The Generic Copy Triggers That Kill Responses
- Opening with "I" instead of "You". "I'm reaching out because..." makes the email about you. "You recently expanded your engineering team..." makes it about them. The best cold emails start in the prospect's world, not the sender's.
- Describing your company before establishing relevance. No one cares about your company's founding story or your product categories before they care about whether you understand their problem.
- Benefit statements without specificity. "We help companies improve their marketing ROI" means nothing. "We helped [comparable company] reduce their CPL by 34% in 60 days by fixing their attribution model" means something.

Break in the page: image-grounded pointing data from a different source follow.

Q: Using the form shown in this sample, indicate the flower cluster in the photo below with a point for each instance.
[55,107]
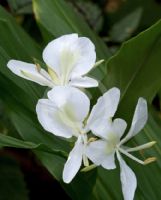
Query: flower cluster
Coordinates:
[66,110]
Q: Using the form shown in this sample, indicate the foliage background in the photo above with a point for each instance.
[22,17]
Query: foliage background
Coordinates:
[25,28]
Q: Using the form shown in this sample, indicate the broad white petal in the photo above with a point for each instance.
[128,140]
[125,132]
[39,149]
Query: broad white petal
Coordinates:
[128,179]
[48,116]
[87,56]
[70,56]
[119,127]
[57,53]
[139,119]
[74,162]
[85,82]
[30,72]
[73,102]
[99,153]
[105,107]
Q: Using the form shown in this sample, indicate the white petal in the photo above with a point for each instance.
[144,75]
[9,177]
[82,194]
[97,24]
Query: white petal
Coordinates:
[30,72]
[48,116]
[99,154]
[87,56]
[139,119]
[73,102]
[128,179]
[85,82]
[74,162]
[119,127]
[105,107]
[54,51]
[70,56]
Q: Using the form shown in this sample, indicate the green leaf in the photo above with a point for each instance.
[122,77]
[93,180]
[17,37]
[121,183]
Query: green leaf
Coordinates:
[126,26]
[136,70]
[8,141]
[23,6]
[12,185]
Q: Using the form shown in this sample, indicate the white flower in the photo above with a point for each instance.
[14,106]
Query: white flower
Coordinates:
[68,58]
[102,152]
[65,114]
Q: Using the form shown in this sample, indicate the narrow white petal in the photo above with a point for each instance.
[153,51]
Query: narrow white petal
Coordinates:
[105,107]
[73,102]
[99,153]
[128,179]
[74,162]
[84,82]
[30,72]
[48,116]
[139,119]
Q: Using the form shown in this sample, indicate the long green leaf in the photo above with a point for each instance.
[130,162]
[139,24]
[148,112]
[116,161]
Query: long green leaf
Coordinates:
[136,70]
[12,184]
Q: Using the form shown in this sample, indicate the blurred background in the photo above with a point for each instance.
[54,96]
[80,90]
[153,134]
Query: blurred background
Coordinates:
[20,172]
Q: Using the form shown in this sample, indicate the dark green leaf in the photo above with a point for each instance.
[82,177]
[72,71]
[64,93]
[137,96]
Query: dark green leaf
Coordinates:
[126,26]
[12,185]
[136,70]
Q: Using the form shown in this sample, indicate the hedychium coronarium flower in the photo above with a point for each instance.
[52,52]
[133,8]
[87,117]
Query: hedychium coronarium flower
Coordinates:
[102,151]
[66,113]
[68,59]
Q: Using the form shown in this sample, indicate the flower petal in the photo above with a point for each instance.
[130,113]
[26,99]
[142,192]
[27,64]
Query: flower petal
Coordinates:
[98,153]
[73,102]
[87,56]
[48,116]
[30,72]
[70,56]
[128,179]
[74,162]
[105,107]
[84,82]
[119,127]
[54,52]
[139,119]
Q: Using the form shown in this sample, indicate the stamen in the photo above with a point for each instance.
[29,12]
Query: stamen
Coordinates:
[144,146]
[90,167]
[85,161]
[131,156]
[98,63]
[150,160]
[92,140]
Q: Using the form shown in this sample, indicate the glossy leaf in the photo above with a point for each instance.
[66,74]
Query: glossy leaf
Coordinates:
[136,70]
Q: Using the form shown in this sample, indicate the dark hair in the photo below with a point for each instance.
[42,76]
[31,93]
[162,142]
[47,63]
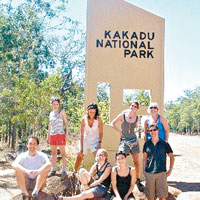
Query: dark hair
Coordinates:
[93,106]
[120,153]
[34,137]
[153,125]
[54,98]
[136,102]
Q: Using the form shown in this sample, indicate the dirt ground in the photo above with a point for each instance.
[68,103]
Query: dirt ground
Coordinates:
[185,175]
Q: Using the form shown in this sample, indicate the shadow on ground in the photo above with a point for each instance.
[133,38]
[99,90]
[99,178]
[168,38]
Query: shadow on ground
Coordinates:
[184,186]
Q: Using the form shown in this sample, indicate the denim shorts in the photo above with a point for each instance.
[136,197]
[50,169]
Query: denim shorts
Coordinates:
[99,191]
[128,149]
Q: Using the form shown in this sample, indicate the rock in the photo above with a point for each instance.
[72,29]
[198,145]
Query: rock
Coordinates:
[68,187]
[189,195]
[41,196]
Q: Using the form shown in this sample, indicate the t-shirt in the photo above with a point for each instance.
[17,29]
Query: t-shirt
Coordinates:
[32,162]
[156,156]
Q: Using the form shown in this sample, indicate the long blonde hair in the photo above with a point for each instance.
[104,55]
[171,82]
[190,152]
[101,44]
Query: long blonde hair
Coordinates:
[99,152]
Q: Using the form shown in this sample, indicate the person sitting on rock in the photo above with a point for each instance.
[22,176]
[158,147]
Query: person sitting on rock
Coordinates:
[31,168]
[96,182]
[123,179]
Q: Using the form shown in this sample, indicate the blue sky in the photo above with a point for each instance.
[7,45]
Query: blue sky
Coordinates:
[182,42]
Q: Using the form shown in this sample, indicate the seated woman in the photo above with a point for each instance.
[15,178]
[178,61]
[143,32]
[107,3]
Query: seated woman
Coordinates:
[123,178]
[96,182]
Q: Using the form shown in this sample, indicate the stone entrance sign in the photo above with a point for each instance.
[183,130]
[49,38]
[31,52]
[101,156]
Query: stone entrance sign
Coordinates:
[125,48]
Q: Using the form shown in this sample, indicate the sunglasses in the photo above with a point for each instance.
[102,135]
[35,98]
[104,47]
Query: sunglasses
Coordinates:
[153,107]
[151,130]
[134,106]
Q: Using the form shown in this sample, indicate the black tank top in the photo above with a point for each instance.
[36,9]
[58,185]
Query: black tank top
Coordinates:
[99,173]
[123,183]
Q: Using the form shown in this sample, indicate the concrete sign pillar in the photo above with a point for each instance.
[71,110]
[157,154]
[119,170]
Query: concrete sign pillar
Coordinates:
[125,47]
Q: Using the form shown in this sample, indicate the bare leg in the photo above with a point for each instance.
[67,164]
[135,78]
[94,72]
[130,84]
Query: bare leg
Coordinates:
[41,179]
[21,180]
[78,162]
[94,153]
[54,155]
[64,155]
[84,195]
[136,164]
[84,176]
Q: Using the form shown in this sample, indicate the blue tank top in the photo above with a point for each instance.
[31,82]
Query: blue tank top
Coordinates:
[161,129]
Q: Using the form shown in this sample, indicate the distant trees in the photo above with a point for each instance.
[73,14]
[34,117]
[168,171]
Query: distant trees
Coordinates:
[184,114]
[39,50]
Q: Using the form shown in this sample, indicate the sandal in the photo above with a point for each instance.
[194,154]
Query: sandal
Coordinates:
[56,197]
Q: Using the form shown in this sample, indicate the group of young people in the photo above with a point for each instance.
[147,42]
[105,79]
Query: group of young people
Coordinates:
[97,181]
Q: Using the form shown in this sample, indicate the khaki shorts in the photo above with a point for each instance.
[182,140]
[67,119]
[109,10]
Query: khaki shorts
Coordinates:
[156,184]
[30,183]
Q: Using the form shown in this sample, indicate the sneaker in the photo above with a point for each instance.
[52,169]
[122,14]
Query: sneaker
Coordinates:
[34,195]
[24,196]
[63,175]
[52,173]
[140,186]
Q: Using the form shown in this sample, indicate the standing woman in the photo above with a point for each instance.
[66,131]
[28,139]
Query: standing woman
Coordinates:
[91,133]
[128,139]
[57,135]
[123,178]
[159,120]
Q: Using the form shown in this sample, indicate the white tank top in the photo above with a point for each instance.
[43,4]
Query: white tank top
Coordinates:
[91,133]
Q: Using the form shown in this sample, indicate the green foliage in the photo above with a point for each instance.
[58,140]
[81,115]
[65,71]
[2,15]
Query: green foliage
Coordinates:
[40,51]
[183,115]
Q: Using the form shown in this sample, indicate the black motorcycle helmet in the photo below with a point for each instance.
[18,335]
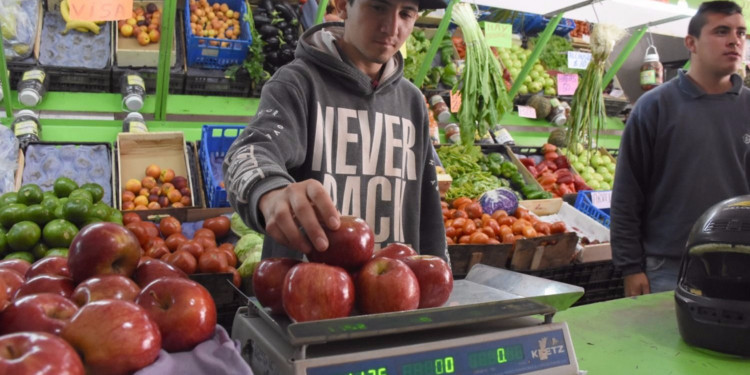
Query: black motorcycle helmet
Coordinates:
[713,291]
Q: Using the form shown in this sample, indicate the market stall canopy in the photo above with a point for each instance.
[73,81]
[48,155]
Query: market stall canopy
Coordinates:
[662,18]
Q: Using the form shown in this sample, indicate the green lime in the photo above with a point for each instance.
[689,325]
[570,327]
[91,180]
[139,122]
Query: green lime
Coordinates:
[25,255]
[39,214]
[8,198]
[76,210]
[64,186]
[96,190]
[12,214]
[30,194]
[82,194]
[59,233]
[23,235]
[50,202]
[115,216]
[57,251]
[100,211]
[39,250]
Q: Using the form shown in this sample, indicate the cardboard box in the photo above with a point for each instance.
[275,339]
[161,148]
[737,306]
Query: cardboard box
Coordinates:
[129,53]
[583,225]
[137,151]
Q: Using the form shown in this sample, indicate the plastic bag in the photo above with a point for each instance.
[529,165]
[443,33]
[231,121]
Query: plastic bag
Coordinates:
[19,19]
[8,159]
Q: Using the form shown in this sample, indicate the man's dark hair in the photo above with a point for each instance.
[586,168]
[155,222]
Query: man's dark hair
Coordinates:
[701,17]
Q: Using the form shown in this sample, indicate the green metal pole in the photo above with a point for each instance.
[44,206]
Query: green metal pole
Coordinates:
[322,5]
[5,79]
[434,44]
[165,53]
[632,42]
[541,43]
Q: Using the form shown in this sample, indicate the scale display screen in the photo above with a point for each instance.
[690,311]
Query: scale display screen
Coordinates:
[514,355]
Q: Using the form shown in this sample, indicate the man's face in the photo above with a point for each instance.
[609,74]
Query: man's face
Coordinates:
[376,29]
[721,44]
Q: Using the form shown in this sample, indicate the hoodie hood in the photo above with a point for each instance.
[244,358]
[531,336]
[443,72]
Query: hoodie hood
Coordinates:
[318,46]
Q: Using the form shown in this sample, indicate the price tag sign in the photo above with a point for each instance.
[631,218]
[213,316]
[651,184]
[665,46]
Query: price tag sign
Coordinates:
[578,60]
[567,84]
[498,34]
[455,101]
[526,111]
[601,199]
[100,10]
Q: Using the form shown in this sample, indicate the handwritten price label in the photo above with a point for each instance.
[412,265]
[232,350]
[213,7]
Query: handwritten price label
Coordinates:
[526,111]
[578,60]
[567,84]
[601,199]
[100,10]
[455,101]
[498,34]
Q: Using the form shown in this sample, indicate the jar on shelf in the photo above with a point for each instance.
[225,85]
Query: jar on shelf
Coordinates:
[134,123]
[26,127]
[652,72]
[32,87]
[133,90]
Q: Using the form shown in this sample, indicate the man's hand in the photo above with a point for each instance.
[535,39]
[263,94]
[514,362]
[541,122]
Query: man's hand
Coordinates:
[301,205]
[636,285]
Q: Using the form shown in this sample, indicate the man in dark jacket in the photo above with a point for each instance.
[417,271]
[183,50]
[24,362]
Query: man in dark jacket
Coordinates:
[339,131]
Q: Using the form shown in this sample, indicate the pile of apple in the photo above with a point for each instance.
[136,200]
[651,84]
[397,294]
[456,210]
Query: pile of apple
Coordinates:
[349,272]
[103,310]
[144,25]
[201,253]
[159,189]
[215,20]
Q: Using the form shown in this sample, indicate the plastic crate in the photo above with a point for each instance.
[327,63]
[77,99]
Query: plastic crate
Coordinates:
[215,142]
[201,53]
[79,79]
[584,204]
[215,83]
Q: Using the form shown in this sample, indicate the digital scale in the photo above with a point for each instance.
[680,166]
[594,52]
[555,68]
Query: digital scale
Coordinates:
[495,322]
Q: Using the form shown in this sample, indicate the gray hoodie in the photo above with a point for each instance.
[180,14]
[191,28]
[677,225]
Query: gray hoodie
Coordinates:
[320,118]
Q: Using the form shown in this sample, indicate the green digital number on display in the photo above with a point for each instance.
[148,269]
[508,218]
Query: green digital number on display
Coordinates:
[430,367]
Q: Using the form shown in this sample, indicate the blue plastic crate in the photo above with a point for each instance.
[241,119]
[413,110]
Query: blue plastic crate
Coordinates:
[215,142]
[201,54]
[584,204]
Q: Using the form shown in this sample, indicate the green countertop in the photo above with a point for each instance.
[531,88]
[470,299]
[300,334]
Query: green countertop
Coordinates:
[640,336]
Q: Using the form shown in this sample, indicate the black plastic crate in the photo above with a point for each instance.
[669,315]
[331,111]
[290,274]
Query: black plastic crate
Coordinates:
[79,79]
[215,83]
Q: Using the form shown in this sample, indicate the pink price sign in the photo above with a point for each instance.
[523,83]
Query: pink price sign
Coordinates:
[100,10]
[567,84]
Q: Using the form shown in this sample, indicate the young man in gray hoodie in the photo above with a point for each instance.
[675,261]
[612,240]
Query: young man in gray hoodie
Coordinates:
[339,131]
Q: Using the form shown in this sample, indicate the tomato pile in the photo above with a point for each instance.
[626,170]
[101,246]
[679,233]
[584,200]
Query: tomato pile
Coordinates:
[466,223]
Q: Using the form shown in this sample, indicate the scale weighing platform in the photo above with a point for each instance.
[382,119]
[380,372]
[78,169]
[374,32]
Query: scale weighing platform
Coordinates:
[495,322]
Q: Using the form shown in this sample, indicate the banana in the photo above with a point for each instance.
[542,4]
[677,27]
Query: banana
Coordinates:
[75,24]
[65,10]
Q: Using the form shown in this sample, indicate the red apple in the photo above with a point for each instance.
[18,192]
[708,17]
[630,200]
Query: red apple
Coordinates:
[38,353]
[12,280]
[101,249]
[268,281]
[183,309]
[153,269]
[395,250]
[113,337]
[46,284]
[386,285]
[45,312]
[18,265]
[105,287]
[349,247]
[314,291]
[435,279]
[53,265]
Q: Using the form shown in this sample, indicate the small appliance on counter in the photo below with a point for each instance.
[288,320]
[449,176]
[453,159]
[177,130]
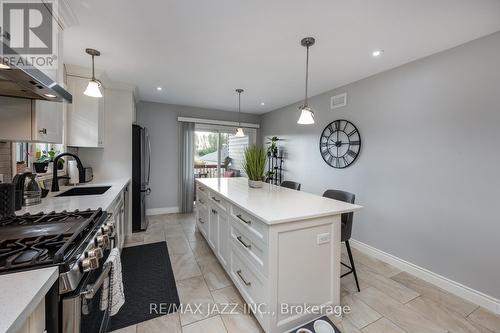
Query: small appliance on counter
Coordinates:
[27,190]
[7,199]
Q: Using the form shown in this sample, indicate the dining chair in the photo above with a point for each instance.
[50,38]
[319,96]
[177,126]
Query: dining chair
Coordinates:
[346,227]
[290,184]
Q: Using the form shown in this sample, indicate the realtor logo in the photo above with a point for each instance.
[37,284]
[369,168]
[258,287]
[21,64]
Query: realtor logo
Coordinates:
[28,31]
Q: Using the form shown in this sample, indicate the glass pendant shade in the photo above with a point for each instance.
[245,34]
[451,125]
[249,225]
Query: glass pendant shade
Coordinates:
[306,116]
[93,89]
[239,132]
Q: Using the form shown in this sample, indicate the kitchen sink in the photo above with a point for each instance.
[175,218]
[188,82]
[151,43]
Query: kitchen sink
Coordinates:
[91,190]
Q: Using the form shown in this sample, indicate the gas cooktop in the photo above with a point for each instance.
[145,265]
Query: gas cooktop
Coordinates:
[28,241]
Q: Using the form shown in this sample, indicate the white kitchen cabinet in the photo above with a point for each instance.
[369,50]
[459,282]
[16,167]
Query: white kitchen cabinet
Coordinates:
[85,117]
[30,120]
[36,321]
[223,245]
[47,121]
[213,234]
[269,251]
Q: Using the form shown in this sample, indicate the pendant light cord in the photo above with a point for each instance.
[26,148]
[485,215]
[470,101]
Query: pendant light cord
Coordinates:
[307,74]
[239,108]
[93,75]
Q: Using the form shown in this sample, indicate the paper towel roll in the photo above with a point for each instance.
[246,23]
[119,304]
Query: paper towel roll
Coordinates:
[73,172]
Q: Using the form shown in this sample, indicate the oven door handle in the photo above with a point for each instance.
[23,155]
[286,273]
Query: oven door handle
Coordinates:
[90,291]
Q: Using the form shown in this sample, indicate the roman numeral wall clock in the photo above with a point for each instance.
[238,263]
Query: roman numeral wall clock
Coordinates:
[340,144]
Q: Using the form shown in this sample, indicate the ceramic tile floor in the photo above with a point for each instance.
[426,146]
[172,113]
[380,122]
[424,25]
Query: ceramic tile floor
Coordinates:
[390,301]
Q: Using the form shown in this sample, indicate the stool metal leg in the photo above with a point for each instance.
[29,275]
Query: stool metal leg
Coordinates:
[352,263]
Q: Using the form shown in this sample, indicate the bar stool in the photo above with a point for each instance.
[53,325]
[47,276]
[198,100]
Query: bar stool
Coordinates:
[290,184]
[346,227]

- Corporate voice in a personal medium. Cold email is supposed to read like a message from one person to another. Corporate PR language — "We are pleased to offer," "Our best-in-class solution" — destroys that premise.
How to Write Copy That Does Not Sound Generic
Write the first draft for one specific person. Not a persona — the actual person you are emailing. If you cannot write something in the opening that is specific to them, do more research before writing. The friction of writing specific copy is the mechanism that produces specific copy. There is no shortcut.